Гости тотчас окружили Изабеллу. Их интересовал журнал, интересовало интервью Ника Мартенса; их безусловно не интересовала Кирстен. Изабелла принялась читать некоторые из ответов Ника своим высоким звонким голосом, выговаривая слова с чуть испанской интонацией — она всегда прибегала к этому средству в драматических ситуациях или когда хитрила. Кирстен охотно исчезла бы, но у нее все еще подгибались колени.
Через некоторое время Ди Пьеро вышел из раздевалки, закуривая сигарету. Хотя Изабелла читала журнал, она сразу его заметила и, рассмеявшись, помахала ему, крикнула:
— Ах, Тони… идите сюда, взгляните-ка!
СВИДЕТЕЛЬ
— А теперь молчи. Ни слова.
Она открывает рот, чтобы возразить… или согласиться.
— Ни слова, — говорит он. С легким раздражением в голосе.
Он раздевает ее методично. Без спешки. Без нетерпения. Движения его спокойны, даже бесстрастны. У нее не возникает ни стыда, ни даже неловкости. Просто сейчас она не Кирстен — ей не надо откликаться на это имя.
В его густых черных волосах, аккуратно зачесанных назад, проглядывает седина. Но лишь чуть-чуть. Они приглажены лосьоном, специальным маслом. От движения головы склеившиеся пряди постепенно рассыпаются.

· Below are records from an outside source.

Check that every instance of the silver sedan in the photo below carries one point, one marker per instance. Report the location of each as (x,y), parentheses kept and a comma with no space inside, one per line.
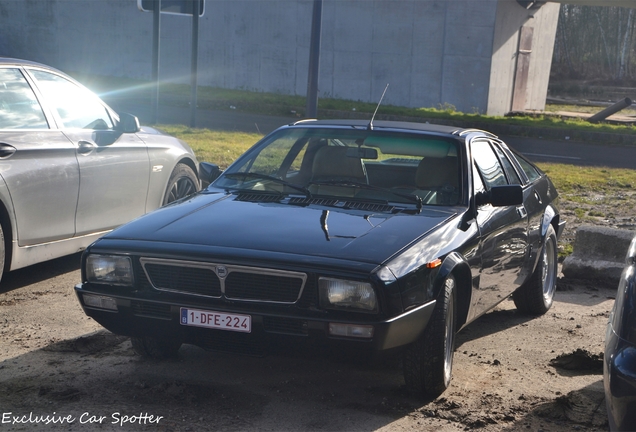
(72,169)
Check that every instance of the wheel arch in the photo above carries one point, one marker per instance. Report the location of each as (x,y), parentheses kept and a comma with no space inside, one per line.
(456,265)
(7,228)
(189,162)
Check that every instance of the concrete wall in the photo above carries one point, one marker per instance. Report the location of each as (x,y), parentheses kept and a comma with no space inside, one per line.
(431,52)
(510,18)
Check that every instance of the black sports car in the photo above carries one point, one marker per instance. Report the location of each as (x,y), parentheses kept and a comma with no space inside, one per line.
(619,367)
(379,237)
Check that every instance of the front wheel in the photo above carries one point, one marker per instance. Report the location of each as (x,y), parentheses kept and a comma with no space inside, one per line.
(428,362)
(537,294)
(183,182)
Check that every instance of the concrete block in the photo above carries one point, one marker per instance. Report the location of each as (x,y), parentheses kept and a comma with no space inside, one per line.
(599,254)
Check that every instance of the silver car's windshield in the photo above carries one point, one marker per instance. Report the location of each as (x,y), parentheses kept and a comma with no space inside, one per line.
(346,163)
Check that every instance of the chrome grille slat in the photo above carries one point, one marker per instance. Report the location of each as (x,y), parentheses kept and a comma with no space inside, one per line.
(236,283)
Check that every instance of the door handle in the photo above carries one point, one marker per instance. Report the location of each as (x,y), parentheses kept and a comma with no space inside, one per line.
(521,210)
(85,147)
(6,150)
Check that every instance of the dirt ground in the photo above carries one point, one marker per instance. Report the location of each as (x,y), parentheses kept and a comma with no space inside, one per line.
(511,373)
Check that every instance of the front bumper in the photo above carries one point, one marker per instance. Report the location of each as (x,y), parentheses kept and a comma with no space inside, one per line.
(271,328)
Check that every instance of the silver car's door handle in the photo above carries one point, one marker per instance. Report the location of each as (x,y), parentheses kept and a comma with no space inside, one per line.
(85,147)
(6,150)
(522,212)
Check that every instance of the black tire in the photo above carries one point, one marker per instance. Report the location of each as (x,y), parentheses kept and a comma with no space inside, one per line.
(3,253)
(158,349)
(183,182)
(537,294)
(428,362)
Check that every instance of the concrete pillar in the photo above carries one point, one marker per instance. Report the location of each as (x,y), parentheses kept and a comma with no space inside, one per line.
(510,19)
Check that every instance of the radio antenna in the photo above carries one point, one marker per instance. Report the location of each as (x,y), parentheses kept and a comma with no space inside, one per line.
(370,125)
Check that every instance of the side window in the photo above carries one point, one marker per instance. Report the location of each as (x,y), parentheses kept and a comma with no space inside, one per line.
(528,168)
(77,107)
(488,164)
(478,185)
(513,177)
(19,108)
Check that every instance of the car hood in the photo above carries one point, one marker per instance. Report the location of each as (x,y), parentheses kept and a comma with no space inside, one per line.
(223,221)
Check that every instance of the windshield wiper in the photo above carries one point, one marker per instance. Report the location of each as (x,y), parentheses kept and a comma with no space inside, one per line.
(411,197)
(247,175)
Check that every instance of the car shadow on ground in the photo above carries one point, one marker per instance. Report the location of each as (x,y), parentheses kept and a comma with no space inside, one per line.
(39,272)
(495,321)
(99,373)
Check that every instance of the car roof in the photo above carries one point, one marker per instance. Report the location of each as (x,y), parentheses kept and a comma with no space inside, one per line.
(396,126)
(20,62)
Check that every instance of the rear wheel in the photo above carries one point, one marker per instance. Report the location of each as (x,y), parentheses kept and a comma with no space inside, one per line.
(428,362)
(2,253)
(537,294)
(183,182)
(155,348)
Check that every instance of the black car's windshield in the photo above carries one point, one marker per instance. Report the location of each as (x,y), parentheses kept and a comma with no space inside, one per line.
(351,164)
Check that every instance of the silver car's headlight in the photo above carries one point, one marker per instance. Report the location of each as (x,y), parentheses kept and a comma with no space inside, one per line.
(109,269)
(345,294)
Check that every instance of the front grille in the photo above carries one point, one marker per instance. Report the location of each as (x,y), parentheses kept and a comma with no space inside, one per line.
(262,287)
(229,281)
(151,310)
(195,280)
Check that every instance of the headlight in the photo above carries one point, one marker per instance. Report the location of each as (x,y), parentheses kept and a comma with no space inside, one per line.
(337,293)
(109,269)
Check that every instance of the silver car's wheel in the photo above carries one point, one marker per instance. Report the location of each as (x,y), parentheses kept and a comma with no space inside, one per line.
(428,362)
(537,294)
(183,182)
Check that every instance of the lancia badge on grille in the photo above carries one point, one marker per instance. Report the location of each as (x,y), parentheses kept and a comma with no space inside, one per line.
(221,271)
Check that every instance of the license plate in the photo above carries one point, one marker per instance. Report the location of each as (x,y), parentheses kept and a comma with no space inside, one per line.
(216,320)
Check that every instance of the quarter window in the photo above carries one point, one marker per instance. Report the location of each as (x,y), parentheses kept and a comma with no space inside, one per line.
(488,164)
(76,106)
(19,108)
(513,177)
(530,170)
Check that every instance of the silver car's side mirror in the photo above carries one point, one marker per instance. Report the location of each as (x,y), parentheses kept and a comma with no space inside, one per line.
(128,123)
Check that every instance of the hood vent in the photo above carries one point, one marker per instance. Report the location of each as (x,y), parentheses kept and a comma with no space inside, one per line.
(354,205)
(383,208)
(258,197)
(315,201)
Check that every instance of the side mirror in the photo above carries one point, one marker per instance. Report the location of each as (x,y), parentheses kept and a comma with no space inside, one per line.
(128,123)
(208,172)
(501,196)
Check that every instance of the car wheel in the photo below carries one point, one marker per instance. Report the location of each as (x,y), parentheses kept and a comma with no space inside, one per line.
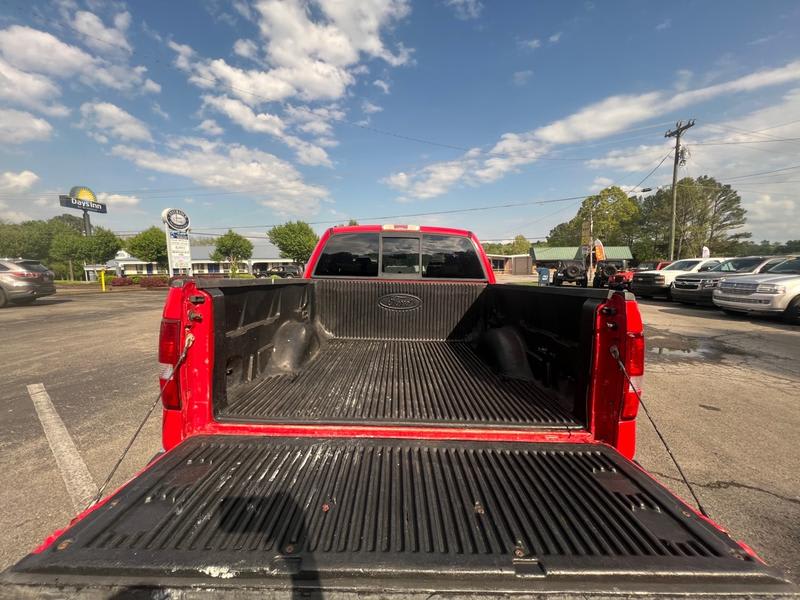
(792,313)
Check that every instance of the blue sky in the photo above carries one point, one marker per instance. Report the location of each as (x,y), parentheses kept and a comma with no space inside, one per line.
(251,112)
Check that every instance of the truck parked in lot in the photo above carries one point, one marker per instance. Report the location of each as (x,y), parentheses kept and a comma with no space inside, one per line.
(395,425)
(698,288)
(647,284)
(621,279)
(776,292)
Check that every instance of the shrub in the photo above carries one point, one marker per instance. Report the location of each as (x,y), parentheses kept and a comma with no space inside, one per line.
(121,281)
(153,282)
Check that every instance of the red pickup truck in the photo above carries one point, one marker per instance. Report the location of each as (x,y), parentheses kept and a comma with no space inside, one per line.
(394,424)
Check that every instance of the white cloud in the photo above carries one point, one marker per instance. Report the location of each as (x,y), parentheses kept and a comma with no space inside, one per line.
(29,90)
(103,118)
(314,121)
(246,48)
(17,182)
(370,108)
(11,183)
(682,79)
(100,38)
(600,183)
(466,9)
(117,200)
(18,127)
(521,77)
(151,87)
(244,116)
(230,168)
(601,119)
(156,108)
(211,127)
(665,24)
(313,59)
(40,52)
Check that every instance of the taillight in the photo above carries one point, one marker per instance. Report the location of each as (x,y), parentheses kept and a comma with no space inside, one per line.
(169,343)
(634,365)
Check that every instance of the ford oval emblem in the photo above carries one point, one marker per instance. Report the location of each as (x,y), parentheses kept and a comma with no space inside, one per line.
(400,302)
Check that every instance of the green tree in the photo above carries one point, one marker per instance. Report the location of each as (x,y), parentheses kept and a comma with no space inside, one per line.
(150,246)
(66,247)
(615,217)
(100,247)
(232,248)
(294,239)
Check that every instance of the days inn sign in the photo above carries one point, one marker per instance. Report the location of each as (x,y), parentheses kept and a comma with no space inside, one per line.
(82,198)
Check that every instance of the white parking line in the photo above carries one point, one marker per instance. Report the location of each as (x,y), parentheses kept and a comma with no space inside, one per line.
(80,485)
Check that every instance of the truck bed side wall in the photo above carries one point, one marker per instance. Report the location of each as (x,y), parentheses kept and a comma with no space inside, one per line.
(263,329)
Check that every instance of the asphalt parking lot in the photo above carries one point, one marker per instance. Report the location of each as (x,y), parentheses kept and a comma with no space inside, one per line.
(723,391)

Между бровями — вертикальная складка, которой Кирстен раньше не замечала. Черты резкие, кра- jyj сивые. «Заметное» лицо. По мере того как он раздевает ее и разглядывает, поперек вертикальной складки появляются одна-две горизонтальные морщинки. Значит, он начинает сомневаться. Слишком тощая. Слишком восково-бледная. И уж слишком погружена в свое горе…
Но он не останавливается. Ванна наполняется водой, во влажном воздухе запахло душистыми кристаллами, легкий туман, и пар, и невинное наслаждение — разве не обещал он… не предупредил ее, что по первому же ее слову все прекратит?.. Немедленно.
А пока — замри. Ни слова.
— Предупреждаю тебя: ни слова.
— Я хочу вас видеть, — упрашивала его Кирстен по телефону. — Я хочу поговорить с вами. О случившемся. О нем. Обещаю, что не буду плакать.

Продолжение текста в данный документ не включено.